Overheid en flexibel werken
• Overheid wil meer flexibiliteit van de
arbeidsmarkt. Genomen maatregelen zijn:
– Aanpassing ontslagbescherming:
• Ontslagvergoeding verlaagd en opzegtermijn verkort
zodat werkgever gemakkelijker iemand kan ontslaan.

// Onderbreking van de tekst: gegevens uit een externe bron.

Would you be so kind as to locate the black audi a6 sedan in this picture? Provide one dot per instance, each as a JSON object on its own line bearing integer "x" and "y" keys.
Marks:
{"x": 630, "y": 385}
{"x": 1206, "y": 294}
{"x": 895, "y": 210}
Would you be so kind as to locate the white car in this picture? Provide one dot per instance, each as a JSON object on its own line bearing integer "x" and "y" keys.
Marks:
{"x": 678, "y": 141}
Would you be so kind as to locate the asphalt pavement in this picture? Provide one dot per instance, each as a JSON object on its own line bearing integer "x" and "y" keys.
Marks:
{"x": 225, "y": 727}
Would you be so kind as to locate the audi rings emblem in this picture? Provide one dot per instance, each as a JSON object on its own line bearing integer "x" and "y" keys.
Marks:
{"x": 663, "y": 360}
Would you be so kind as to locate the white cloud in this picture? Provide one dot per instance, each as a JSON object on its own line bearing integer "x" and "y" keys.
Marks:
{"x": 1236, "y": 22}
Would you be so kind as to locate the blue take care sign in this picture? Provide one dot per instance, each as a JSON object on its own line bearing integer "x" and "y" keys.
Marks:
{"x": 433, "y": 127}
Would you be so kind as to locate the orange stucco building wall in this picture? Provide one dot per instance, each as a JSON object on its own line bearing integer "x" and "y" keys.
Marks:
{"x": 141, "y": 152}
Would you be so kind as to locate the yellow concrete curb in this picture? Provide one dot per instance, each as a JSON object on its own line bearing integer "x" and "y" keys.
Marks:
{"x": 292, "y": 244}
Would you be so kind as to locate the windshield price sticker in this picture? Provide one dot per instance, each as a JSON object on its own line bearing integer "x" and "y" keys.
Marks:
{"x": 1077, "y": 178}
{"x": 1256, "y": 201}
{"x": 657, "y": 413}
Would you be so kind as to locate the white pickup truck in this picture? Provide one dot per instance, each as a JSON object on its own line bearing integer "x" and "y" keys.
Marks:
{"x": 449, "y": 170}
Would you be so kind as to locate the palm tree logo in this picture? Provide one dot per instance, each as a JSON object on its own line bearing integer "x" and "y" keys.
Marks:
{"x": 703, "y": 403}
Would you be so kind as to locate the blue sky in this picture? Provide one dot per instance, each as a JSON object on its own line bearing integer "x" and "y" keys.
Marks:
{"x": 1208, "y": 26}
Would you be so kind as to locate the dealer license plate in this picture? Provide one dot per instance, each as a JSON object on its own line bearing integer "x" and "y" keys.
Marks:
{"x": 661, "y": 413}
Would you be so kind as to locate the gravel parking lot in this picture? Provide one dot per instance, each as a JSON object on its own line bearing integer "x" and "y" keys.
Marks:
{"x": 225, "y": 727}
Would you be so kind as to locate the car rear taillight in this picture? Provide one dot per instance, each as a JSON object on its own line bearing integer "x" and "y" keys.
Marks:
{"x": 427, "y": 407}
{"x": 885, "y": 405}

– Aanpassing werkloosheidsuitkering
• Lengte en bedrag uitkering omlaag zodat mensen
sneller weer aan de slag gaan.
• Je moet sneller ander werk accepteren, anders heb je
geen recht meer op een uitkering, ook zodat mensen
sneller weer aan de slag gaan.
Overheid en flexibel werken
– Aanpassing rechtspositie flexwerkers
• Als flexwerkers 2 jaar bij dezelfde werkgever hebben
gewerkt dan moet deze een vast contract aanbieden, zodat
flexwerkers kunnen doorstromen en meer zekerheid krijgen.
Daarnaast krijgen flexwerkers ook recht op een
ontslagvergoeding.
– Aanpassing werkgeversverplichtingen
• De werkgever moet veel inspanningen leveren om ontslag te
voorkomen of om ontslagen werknemers te helpen bij het
vinden van een nieuwe baan.
• De werkgever moet langer doorbetalen bij ziekte, ook aan
flexwerkers, zodat de werkgever alles doet om zo goed
mogelijke werkomstandigheden te creeeren.